[PATCH printk v7 24/35] printk: nbcon: Flush new records on device_release()

John Ogness posted 35 patches 1 year, 4 months ago
There is a newer version of this series
[PATCH printk v7 24/35] printk: nbcon: Flush new records on device_release()
Posted by John Ogness 1 year, 4 months ago
There may be new records that were added while a driver was
holding the nbcon context for non-printing purposes. These
new records must be flushed by the nbcon_device_release()
context because no other context will do it.

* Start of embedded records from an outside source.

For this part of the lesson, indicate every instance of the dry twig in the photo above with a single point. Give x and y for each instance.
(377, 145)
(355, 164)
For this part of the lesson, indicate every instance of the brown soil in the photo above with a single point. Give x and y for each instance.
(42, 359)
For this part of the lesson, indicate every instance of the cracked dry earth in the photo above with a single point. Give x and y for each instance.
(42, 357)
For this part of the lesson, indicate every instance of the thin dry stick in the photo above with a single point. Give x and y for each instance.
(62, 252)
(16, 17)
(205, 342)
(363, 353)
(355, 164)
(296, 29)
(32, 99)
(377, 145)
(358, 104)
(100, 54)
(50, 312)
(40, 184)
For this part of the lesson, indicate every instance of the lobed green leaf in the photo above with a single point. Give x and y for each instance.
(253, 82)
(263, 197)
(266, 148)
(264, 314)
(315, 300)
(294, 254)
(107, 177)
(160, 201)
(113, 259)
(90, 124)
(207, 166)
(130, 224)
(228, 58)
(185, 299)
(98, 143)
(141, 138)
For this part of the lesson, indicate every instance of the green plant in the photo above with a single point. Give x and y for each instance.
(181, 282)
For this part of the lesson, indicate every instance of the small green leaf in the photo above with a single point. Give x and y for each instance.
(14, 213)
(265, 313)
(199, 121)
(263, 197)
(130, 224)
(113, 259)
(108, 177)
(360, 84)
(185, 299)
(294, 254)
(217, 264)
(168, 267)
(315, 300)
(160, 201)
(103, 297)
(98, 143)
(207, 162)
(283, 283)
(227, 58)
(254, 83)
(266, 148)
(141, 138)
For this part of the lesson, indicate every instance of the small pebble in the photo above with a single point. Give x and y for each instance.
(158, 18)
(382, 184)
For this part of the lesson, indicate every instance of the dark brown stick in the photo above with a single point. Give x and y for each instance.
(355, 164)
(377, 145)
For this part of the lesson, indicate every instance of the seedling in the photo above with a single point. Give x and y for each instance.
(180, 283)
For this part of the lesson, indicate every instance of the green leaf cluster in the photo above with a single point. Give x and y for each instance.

If boot consoles are registered, the legacy loop is used
(either direct or per irq_work) to handle the flushing.

Signed-off-by: John Ogness <john.ogness@linutronix.de>
---
 kernel/printk/internal.h |  2 ++
 kernel/printk/nbcon.c    | 20 ++++++++++++++++++++
 kernel/printk/printk.c   |  2 +-
 3 files changed, 23 insertions(+), 1 deletion(-)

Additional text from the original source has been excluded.